Bond atoms missing

Submitted by leaso on Mon, 06/10/2013 - 21:12

Hi all,

I am trying to add a modified bond model to the LIGGGHTS source code.

I have added 3 files which are similar to bond create, bond break and bond_quartic. I also added some more parameters to the atom class and modified the file atom_vec_sphere.cpp to include the new parameters in the atom class.

I keep getting this error when I run in parallel.

ERROR on proc 12: Bond atoms 700 with force -0.000287329i 0.000350155j 0.00232285k and 747 missing on proc 12 at step 182685 (neigh_bond.cpp:60)
application called MPI_Abort(MPI_COMM_WORLD, 1) - process 12
Fatal error in MPI_Allreduce: Other MPI error, error stack:
MPI_Allreduce(855).............: MPI_Allreduce(sbuf=0x7fff4cbcf958, rbuf=0x7fff4cbcf950, count=1, MPI_DOUBLE, MPI_MAX, MPI_COMM_WORLD) failed
MPIR_Allreduce_impl(712).......:
MPIR_Allreduce_intra(208)......:
MPIR_Bcast_impl(1321)..........:
MPIR_Bcast_intra(1155).........:
MPIR_Bcast_binomial(213).......: Failure during collective
MPIR_Allreduce_intra(197)......:
allreduce_intra_or_coll_fn(106):
MPIR_Allreduce_intra(357)......:
dequeue_and_set_error(596).....: Communication error with rank 0
Fatal error in MPI_Allreduce: Other MPI error, error stack:
MPI_Allreduce(855).............: MPI_Allreduce(sbuf=0x7fffc7b59cc8, rbuf=0x7fffc7b59cc0, count=1, MPI_DOUBLE, MPI_MAX, MPI_COMM_WORLD) failed
MPIR_Allreduce_impl(712).......:
MPIR_Allreduce_intra(208)......:
MPIR_Bcast_impl(1321)..........:
MPIR_Bcast_intra(1155).........:
MPIR_Bcast_binomial(213).......: Failure during collective
MPIR_Allreduce_intra(197)......:
allreduce_intra_or_coll_fn(106):
MPIR_Allreduce_intra(357)......:
dequeue_and_set_error(596).....: Communication error with rank 0
Fatal error in PMPI_Allgather: Other MPI error, error stack:
PMPI_Allgather(958).......: MPI_Allgather(sbuf=0x7fffb631b850, scount=3, MPI_DOUBLE, rbuf=0x1e824e0, rcount=3, MPI_DOUBLE, MPI_COMM_WORLD) failed
MPIR_Allgather_impl(805)..:
MPIR_Allgather(766).......:
MPIR_Allgather_intra(181).:
dequeue_and_set_error(596): Communication error with rank 1
MPIR_Allgather_intra(181).:
dequeue_and_set_error(596): Communication error with rank 2
Fatal error in PMPI_Allgather: Other MPI error, error stack:
PMPI_Allgather(958).......: MPI_Allgather(sbuf=0x7ffff2873b60, scount=3, MPI_DOUBLE, rbuf=0x14e6610, rcount=3, MPI_DOUBLE, MPI_COMM_WORLD) failed
MPIR_Allgather_impl(805)..:
MPIR_Allgather(766).......:
MPIR_Allgather_intra(181).:
dequeue_and_set_error(596): Communication error with rank 5

I tried increasing the pairwise cutoff but it still gives me the same error and also output the force on those 2 particles to see if the force blows up. The force seems to be reasonable.
It runs fine in serial though.
Does anybody know the cause of this error?
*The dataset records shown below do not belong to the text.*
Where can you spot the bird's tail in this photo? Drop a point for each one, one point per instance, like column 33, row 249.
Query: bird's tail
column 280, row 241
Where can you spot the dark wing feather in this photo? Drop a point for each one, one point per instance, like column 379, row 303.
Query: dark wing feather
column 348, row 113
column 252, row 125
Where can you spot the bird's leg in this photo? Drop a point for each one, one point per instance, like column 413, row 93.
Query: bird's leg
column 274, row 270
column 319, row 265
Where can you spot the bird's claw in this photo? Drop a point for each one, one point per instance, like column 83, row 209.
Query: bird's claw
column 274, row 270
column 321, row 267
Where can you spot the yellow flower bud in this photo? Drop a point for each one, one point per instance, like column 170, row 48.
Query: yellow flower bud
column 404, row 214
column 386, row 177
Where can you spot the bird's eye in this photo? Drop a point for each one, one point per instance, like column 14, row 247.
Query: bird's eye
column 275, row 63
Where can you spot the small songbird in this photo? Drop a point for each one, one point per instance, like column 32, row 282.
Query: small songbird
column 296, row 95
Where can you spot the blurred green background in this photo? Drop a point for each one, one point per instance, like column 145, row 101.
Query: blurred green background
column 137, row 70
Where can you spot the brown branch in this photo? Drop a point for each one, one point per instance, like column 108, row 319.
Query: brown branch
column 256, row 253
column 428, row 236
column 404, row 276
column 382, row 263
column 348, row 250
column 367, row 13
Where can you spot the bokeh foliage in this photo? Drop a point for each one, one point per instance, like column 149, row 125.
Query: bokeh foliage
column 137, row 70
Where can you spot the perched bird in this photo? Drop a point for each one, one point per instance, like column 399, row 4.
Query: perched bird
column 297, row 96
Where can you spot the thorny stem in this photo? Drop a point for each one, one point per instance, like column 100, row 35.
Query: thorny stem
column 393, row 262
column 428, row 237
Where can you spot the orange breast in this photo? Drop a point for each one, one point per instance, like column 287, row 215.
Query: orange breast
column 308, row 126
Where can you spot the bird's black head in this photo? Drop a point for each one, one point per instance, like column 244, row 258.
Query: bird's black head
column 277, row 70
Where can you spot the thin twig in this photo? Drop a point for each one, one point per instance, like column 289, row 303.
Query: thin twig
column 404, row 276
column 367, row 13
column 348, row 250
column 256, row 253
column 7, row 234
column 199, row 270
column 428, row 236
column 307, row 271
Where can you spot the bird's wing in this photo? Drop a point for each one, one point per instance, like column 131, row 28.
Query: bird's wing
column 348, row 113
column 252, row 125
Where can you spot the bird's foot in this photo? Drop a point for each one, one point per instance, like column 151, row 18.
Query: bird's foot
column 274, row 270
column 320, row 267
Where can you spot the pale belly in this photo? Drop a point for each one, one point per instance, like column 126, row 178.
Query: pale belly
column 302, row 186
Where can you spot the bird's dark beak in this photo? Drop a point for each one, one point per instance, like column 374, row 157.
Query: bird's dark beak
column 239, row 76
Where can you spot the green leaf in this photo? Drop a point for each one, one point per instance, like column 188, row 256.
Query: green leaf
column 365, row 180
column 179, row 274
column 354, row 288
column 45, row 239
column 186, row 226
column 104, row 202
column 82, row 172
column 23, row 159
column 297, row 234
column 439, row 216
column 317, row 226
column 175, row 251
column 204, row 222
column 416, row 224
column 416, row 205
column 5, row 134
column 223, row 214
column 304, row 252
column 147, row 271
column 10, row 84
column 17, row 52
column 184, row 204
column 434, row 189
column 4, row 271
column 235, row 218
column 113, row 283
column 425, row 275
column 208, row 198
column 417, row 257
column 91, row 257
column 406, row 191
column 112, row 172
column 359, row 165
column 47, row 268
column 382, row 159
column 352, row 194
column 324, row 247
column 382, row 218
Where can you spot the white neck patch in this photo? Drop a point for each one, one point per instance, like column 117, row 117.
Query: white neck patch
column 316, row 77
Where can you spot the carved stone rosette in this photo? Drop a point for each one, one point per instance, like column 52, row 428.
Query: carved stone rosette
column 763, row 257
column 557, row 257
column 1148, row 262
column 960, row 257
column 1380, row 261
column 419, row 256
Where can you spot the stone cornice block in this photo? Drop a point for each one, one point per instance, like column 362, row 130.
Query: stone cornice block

Thanks for any help in advance,
Liza

richti83's picture

richti83 | Tue, 06/11/2013 - 09:06

Hi Liza,

I have had simelar difficulties with the "bondspackage" in the git repo of Polyun (btw this is a good starting point for own bond-implemention !):
https://github.com/Polyun/LIGGGHTS-PUBLIC/tree/master/bondspackage

It bases on Christophs http://cfdem.dcs-computing.com/?q=node/525 early alpha implemention (in fact there are less differences between the two sources)

the problem seems to be related to multicore use ! Try in single-core mode first. It was runing with 2 cores too but gave different results.

When you find out were the error comes from please repost a solution here. I gave up because I'm not a parallelcomputing expert.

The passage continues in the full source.